Flash-forward to 1861: The Cherokee signed an alliance with the Confederate States to avoid disunity in Indian Territory. In less than a year, the Cherokee National Council concluded that the agreement had proved disastrous. In the summer of 1862, John Ross, the principal chief, removed the tribal records to Union-held Kansas and then proceeded to Washington, D.C., to meet with President Abraham Lincoln. After Ross did not return, the role of the principal chief was given to Tom Pegg.
Following the issuing of the Emancipation Proclamation in January 1863, Pegg called a special session of the National Council. On February 18, 1863, it passed a resolution to emancipate all slaves within the boundaries of the Cherokee Nation.
Meanwhile, the Confederate-supporting faction of the tribe named Stand Watie as its principal chief. He also became the only Native American to rise to a brigadier-general’s rank during the war.
Fearful of the federal government and the threat to create a state out of most of what was then the semi-sovereign Indian Territory, a majority of the Cherokee Nation initially voted to support the Confederacy in the Civil War, though fewer than a tenth of the Cherokee owned slaves. Watie organized a regiment of infantry that became the 1st Cherokee Mounted Rifles.
Although he fought Union troops, Watie also led his men in fighting between factions of the Cherokee and in attacks on Cherokee civilians and farms, as well as against the Creek, Seminole, and others in Indian Territory who chose to support the Union.
He is noted for his role in the Battle of Pea Ridge in Arkansas, when, under the overall command of General Benjamin McCullough, Watie’s troops captured Union artillery positions and covered the retreat of Confederate forces from the battlefield after the Bluebellies took control.
Over time, however, support for the Confederacy among the Cherokee soldiers declined. Watie continued to lead the remnant of loyal troops. He commanded the First Indian Brigade of the Army of the Trans-Mississippi, which included three battalions of Cherokee, Seminole and Osage infantry. These troops were based south of the Canadian River and periodically crossed the river to conduct raids in Union territory. They fought in a number of battles and skirmishes in the Indian Territory, Arkansas, Missouri, Kansas and Texas.

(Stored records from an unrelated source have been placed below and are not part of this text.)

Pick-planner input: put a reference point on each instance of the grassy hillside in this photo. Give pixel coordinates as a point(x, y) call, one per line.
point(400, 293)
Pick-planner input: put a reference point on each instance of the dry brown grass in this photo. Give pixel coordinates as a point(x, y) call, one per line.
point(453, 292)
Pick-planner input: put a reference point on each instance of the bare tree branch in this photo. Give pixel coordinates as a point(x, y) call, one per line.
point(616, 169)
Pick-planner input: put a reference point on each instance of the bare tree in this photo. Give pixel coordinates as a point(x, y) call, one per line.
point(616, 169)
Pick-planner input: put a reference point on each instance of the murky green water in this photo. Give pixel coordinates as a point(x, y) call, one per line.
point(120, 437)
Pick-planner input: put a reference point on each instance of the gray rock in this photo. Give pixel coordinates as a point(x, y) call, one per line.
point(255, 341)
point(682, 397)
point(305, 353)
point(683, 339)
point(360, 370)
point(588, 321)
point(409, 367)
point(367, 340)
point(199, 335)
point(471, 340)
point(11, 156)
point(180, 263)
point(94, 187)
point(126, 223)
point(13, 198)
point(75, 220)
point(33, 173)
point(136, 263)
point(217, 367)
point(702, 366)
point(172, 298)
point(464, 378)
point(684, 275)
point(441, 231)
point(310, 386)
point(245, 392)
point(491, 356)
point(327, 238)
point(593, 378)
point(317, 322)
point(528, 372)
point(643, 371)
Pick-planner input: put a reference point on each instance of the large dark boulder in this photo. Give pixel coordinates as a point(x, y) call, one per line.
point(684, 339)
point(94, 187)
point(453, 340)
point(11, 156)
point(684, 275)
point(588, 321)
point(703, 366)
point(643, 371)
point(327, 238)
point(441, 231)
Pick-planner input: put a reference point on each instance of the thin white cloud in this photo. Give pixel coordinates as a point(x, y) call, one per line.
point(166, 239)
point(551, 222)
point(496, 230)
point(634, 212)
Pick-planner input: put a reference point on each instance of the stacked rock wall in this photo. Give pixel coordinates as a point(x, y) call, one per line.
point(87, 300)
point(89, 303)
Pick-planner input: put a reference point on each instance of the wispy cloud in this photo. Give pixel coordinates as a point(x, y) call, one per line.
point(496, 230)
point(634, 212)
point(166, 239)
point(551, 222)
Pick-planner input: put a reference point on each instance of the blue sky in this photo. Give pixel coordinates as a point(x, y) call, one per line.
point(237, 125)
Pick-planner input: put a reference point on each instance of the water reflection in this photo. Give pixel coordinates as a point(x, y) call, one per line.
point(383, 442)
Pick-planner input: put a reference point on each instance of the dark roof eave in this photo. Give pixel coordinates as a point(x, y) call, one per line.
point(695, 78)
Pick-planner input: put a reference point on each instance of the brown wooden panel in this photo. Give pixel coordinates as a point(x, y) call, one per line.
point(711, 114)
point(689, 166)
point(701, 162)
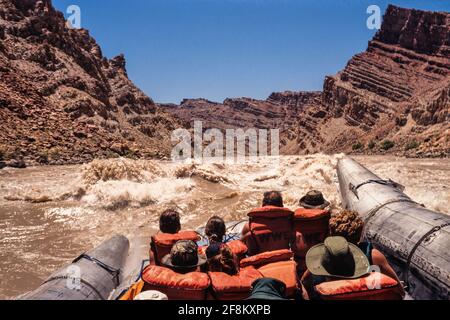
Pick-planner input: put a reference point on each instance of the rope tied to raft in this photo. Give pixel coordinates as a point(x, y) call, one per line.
point(424, 238)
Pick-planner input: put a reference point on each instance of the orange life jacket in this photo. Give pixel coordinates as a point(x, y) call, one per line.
point(311, 227)
point(162, 243)
point(133, 291)
point(190, 286)
point(237, 247)
point(375, 286)
point(271, 229)
point(267, 257)
point(238, 287)
point(284, 271)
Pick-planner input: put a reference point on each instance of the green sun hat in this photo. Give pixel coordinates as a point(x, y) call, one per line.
point(338, 258)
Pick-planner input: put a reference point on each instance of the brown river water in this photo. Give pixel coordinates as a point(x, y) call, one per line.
point(49, 215)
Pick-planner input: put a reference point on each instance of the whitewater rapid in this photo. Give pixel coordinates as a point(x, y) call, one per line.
point(49, 215)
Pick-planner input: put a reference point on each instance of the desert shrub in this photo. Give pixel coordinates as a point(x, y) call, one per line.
point(357, 146)
point(412, 145)
point(387, 145)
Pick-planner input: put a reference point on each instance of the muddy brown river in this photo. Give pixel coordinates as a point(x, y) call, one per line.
point(49, 215)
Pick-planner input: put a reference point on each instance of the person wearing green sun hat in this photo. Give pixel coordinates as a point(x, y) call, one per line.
point(334, 259)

Watie’s force reportedly fought in more battles west of the Mississippi River than any other unit. He took part in what is considered to be the most famous Confederate victory in Indian Territory, the Second Battle of Cabin Creek, on September 19, 1864. Generals Watie and Richard Gano led a raid that captured a Union wagon train and netted approximately $1 million worth of wagons, mules, commissary supplies and other needed items.
The Confederate Army put Watie in command of the Indian Division of Indian Territory in February 1865. By then, however, the Confederates were no longer able to fight in the territory effectively. On June 23, at Doaksville in the Choctaw Nation (also now Oklahoma), three weeks after Gen. Smith surrendered, Gen. Watie signed a cease-fire agreement with Union representatives for his command.

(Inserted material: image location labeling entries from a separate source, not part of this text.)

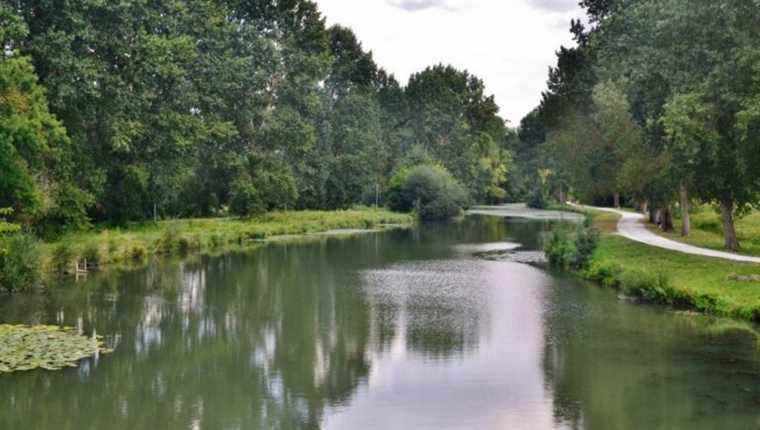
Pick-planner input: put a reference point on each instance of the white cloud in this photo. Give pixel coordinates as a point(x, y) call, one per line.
point(508, 44)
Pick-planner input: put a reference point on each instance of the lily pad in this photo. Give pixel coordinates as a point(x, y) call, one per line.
point(24, 347)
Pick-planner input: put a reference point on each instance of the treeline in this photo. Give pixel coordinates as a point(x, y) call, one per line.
point(659, 104)
point(130, 110)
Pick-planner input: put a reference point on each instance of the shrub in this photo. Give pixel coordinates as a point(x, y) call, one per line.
point(538, 199)
point(138, 253)
point(430, 190)
point(245, 200)
point(184, 245)
point(571, 249)
point(169, 239)
point(19, 262)
point(63, 258)
point(92, 255)
point(216, 240)
point(652, 286)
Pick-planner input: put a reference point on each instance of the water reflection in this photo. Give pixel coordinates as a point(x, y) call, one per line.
point(396, 330)
point(633, 367)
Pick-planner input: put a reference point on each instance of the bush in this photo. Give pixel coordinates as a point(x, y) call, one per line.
point(571, 249)
point(19, 262)
point(245, 200)
point(538, 199)
point(138, 253)
point(654, 287)
point(63, 258)
point(92, 255)
point(169, 239)
point(430, 190)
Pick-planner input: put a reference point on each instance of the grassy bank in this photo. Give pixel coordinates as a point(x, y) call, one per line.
point(657, 275)
point(707, 230)
point(136, 244)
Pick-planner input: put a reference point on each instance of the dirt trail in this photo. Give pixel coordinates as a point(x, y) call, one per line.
point(631, 226)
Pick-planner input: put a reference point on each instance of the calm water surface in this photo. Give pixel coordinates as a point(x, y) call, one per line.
point(399, 330)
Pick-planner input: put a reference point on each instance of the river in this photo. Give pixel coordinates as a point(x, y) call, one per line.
point(404, 329)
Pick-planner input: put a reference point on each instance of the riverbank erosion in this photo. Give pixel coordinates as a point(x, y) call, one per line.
point(137, 244)
point(710, 285)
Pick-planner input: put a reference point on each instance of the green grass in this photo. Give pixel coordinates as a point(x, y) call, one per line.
point(699, 283)
point(668, 277)
point(137, 243)
point(707, 230)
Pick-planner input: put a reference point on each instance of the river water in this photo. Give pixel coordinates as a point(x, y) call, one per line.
point(395, 330)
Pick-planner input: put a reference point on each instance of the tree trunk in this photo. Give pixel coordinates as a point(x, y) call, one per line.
point(729, 229)
point(654, 216)
point(685, 217)
point(666, 219)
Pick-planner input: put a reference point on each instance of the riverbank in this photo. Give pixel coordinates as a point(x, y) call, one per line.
point(105, 247)
point(709, 285)
point(707, 230)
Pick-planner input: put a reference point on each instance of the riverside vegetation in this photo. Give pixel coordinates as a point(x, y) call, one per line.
point(203, 111)
point(627, 118)
point(713, 286)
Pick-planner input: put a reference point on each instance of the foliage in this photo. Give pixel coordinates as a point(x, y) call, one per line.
point(139, 242)
point(5, 226)
point(63, 258)
point(25, 348)
point(19, 262)
point(538, 199)
point(626, 112)
point(245, 200)
point(430, 190)
point(571, 248)
point(32, 141)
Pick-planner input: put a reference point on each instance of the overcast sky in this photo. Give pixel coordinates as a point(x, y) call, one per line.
point(508, 43)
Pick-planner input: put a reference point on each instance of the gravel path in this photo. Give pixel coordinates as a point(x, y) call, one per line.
point(631, 226)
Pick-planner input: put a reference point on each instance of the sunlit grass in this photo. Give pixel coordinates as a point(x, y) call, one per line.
point(707, 230)
point(138, 242)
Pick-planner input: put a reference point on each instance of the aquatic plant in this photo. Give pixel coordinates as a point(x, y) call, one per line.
point(24, 347)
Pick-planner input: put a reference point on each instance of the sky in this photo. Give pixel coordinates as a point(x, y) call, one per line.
point(510, 44)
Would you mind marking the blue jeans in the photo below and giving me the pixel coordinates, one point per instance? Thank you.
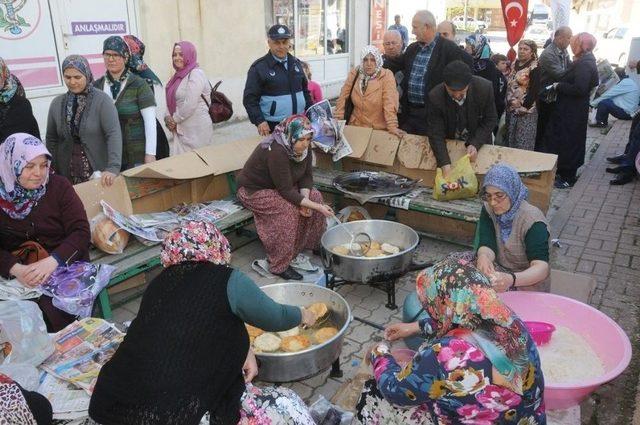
(607, 107)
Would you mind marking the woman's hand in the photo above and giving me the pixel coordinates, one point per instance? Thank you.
(308, 317)
(107, 178)
(397, 331)
(501, 282)
(250, 367)
(37, 273)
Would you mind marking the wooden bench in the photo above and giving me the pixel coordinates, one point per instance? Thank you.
(139, 258)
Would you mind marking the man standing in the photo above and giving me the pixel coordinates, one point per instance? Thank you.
(461, 108)
(276, 86)
(423, 63)
(554, 62)
(404, 32)
(447, 29)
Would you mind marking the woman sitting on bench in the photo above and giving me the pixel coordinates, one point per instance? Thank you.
(43, 223)
(276, 184)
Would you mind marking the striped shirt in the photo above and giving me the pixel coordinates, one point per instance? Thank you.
(418, 76)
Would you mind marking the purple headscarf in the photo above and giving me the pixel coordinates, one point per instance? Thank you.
(16, 151)
(190, 58)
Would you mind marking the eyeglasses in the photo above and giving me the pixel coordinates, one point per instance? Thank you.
(112, 56)
(498, 196)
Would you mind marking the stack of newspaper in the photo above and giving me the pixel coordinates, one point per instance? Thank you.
(70, 373)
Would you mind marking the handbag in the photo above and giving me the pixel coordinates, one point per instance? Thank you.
(348, 104)
(221, 107)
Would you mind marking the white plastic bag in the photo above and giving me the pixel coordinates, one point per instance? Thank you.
(23, 333)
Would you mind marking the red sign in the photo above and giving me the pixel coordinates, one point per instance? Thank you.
(515, 20)
(378, 22)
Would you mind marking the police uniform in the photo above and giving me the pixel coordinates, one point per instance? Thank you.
(275, 88)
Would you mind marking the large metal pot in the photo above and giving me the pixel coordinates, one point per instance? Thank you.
(287, 367)
(364, 269)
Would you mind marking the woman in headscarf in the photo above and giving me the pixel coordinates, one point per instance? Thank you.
(42, 211)
(19, 406)
(138, 66)
(276, 184)
(369, 97)
(478, 47)
(134, 101)
(567, 129)
(187, 351)
(83, 130)
(16, 115)
(522, 92)
(478, 364)
(188, 97)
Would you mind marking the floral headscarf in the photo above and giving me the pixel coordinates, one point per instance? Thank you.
(9, 84)
(136, 61)
(366, 51)
(507, 179)
(16, 151)
(460, 300)
(195, 241)
(117, 44)
(287, 133)
(75, 104)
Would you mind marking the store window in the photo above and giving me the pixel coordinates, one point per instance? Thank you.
(320, 26)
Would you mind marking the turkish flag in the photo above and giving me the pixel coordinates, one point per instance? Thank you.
(515, 19)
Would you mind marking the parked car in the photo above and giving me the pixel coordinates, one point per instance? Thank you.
(538, 33)
(614, 46)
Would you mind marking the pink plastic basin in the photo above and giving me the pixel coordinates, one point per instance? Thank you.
(604, 335)
(540, 331)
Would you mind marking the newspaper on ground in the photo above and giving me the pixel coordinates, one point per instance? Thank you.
(81, 349)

Thus, he was the last Confederate general still in the field to surrender — and that, technically, if not officially, was the end of the Civil War.

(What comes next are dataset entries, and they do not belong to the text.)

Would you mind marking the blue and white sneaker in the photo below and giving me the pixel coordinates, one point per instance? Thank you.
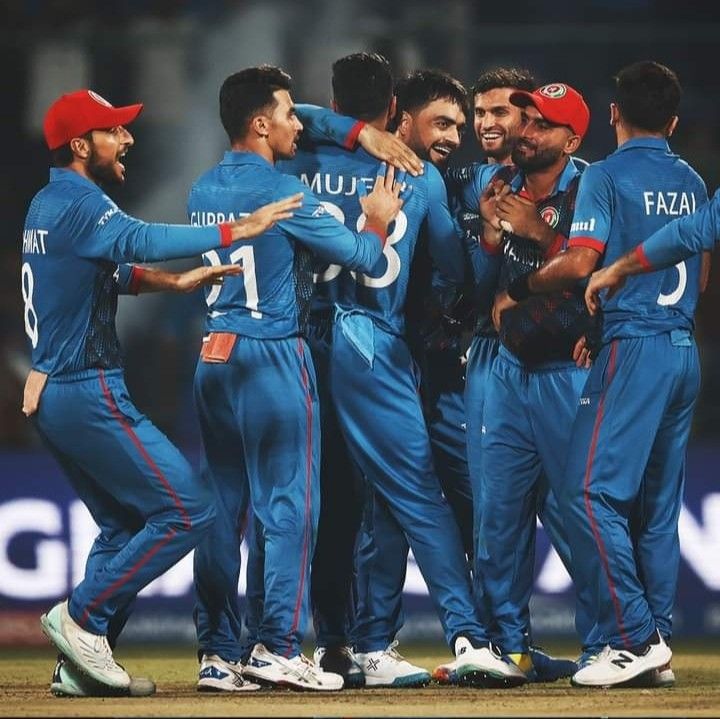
(340, 660)
(69, 681)
(218, 675)
(615, 667)
(485, 666)
(90, 653)
(549, 669)
(388, 668)
(297, 672)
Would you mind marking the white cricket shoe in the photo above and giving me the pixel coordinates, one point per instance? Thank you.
(69, 681)
(89, 652)
(340, 660)
(218, 675)
(485, 667)
(617, 666)
(387, 668)
(296, 673)
(655, 679)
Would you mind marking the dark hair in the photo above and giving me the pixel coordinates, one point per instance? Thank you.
(62, 156)
(362, 85)
(245, 93)
(647, 95)
(422, 87)
(516, 77)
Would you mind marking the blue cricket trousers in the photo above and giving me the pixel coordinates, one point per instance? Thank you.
(624, 479)
(375, 391)
(341, 501)
(149, 505)
(527, 422)
(261, 431)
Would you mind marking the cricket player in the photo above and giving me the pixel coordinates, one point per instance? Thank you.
(623, 481)
(255, 385)
(534, 373)
(498, 124)
(141, 492)
(373, 372)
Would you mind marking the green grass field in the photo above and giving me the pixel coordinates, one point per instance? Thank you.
(25, 678)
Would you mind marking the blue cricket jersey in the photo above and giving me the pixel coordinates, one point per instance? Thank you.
(270, 299)
(683, 237)
(74, 238)
(334, 174)
(622, 200)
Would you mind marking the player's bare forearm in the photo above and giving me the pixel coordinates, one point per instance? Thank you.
(563, 270)
(152, 280)
(612, 278)
(385, 146)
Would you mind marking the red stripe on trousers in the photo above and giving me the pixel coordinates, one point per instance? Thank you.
(588, 504)
(125, 577)
(308, 484)
(143, 452)
(171, 533)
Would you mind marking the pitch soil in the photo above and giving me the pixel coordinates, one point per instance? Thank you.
(25, 675)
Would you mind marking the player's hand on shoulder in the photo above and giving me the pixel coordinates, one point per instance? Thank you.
(385, 146)
(503, 302)
(201, 276)
(265, 217)
(384, 202)
(495, 190)
(520, 216)
(607, 278)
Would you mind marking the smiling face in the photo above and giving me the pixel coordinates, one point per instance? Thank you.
(497, 123)
(542, 143)
(107, 147)
(284, 128)
(434, 131)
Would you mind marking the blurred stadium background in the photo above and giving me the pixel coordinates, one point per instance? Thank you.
(172, 55)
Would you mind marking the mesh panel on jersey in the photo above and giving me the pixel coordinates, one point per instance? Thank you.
(544, 328)
(102, 347)
(303, 265)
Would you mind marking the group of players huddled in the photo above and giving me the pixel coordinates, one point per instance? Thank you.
(399, 353)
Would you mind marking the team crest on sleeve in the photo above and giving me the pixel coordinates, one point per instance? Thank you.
(554, 90)
(550, 215)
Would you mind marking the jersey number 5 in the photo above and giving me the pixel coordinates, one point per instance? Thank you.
(675, 296)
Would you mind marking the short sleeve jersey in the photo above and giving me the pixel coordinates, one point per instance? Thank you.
(271, 297)
(335, 174)
(74, 246)
(621, 201)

After the war, Watie was a member of the Cherokee delegation to the Southern Treaty Commission, which renegotiated treaties with the United States. From then on, he tried to stay out of politics and rebuild his fortunes. He returned to his farm on Honey Creek, where he died on September 9, 1871. Watie was buried in the old Ridge Cemetery, later called Polson’s Cemetery, as a citizen of the Cherokee Nation.
I can’t resist a couple of footnote-like facts: In the Clint Eastwood movie “The Outlaw Josie Wales,” set after the Civil War, the character of “Lone Watie” was played by Chief Dan George, who was mostly known for the film “Little Big Man.”
And on June 13, 2020, prompted by the George Floyd protests, a 1921 monument to Stand Watie and a 1913 monument to Confederate soldiers were removed from the Cherokee Capitol grounds in Tahlequah. The monuments remain in storage.